On The David Wax Museum's Everything Is Saved (2011), one can hear Brazilian music's heavy influence on O'Neill whereby baião and samba-reggae —played on pandeiro, ganzá, cajon , and tappan—meld with the group's Mexo-Americana sound. Brian has also recorded with his Mexican son trio, La Tuza, on the album Son del Otro Lado (2009), which features him extensively on cajon, tamborita, quijada, pandeiro, marimbula, piano, and voice. Years earlier, as the original vibraphonist of the award-winning exotica band WAITIKI, he recorded two albums: Charred Mammal Flesh: Exotica Music for BBQ (2005) and Rendezvous in Okonkuluku (2007)—both of which won Exotica Album of the Year at the 2006 and 2007 Hawaii Music Awards. Along with WAITIKI, he also appeared on FleaMarket's Paradise Lost and Found: Songs of Hawaii Old and New (2007). In addition to recording, Brian also occasionally composes for specialty projects. In 2004, he co-wrote a film score to the Carl Dreyer silent movie Vampyr (1931) with Boston rock musician Shaun Wortis. They performed the score live during a screening of the film at the Cambridge, MA-based music venue, The Lizard Lounge. In 2011, he joined the modern chamber quartet CORDIS as their pianist, which is lead by concert cimbalomist and percussionist Richard Grimes.

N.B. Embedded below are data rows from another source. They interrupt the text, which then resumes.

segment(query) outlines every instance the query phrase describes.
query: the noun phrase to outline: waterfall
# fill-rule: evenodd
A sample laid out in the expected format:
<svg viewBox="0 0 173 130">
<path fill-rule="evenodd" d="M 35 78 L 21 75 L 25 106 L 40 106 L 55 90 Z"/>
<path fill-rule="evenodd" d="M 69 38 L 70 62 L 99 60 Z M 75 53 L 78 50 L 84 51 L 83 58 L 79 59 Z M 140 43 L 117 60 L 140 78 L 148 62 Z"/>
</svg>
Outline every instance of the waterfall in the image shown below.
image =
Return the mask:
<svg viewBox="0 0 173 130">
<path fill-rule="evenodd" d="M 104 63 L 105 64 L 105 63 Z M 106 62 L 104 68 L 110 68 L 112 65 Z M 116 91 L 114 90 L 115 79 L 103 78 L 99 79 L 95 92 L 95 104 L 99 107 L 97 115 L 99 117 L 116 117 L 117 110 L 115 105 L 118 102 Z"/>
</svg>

“…incredible arrangements, musicianship and artistic direction…I’m sure the only thing better than hearing the record would be seeing this group live.…”—Frank Alkyer, DOWNBEAT

Born in Phoenix, Arizona in 1977, O'Neill's career in music began at age five with eleven years of classical piano training and a three-year engagement with the renowned Phoenix Boys Choir. Eventually, he graduated summa cum laude from Northern Arizona University (NAU) with a Bachelor of Music degree in Instrumental Performance (percussion) where he studied with Dr. Steven Hemphill. He also pursued jazz studies, performing on drumset, Latin percussion, and vibraphone with the top jazz ensembles in the acclaimed NAU Jazz Studies department (led by Joel DiBartolo and Pete Vivona). Additionally, Brian has studied with Jamey Haddad (hand percussion), Steven Spungin (flamenco), Raquy Danziger (doumbek), and Bill Wanser (orchestral music). Currently, Brian resides in Cambridge, MA and New York City. He speaks Spanish and Portuguese, and enjoys traveling and culinary arts.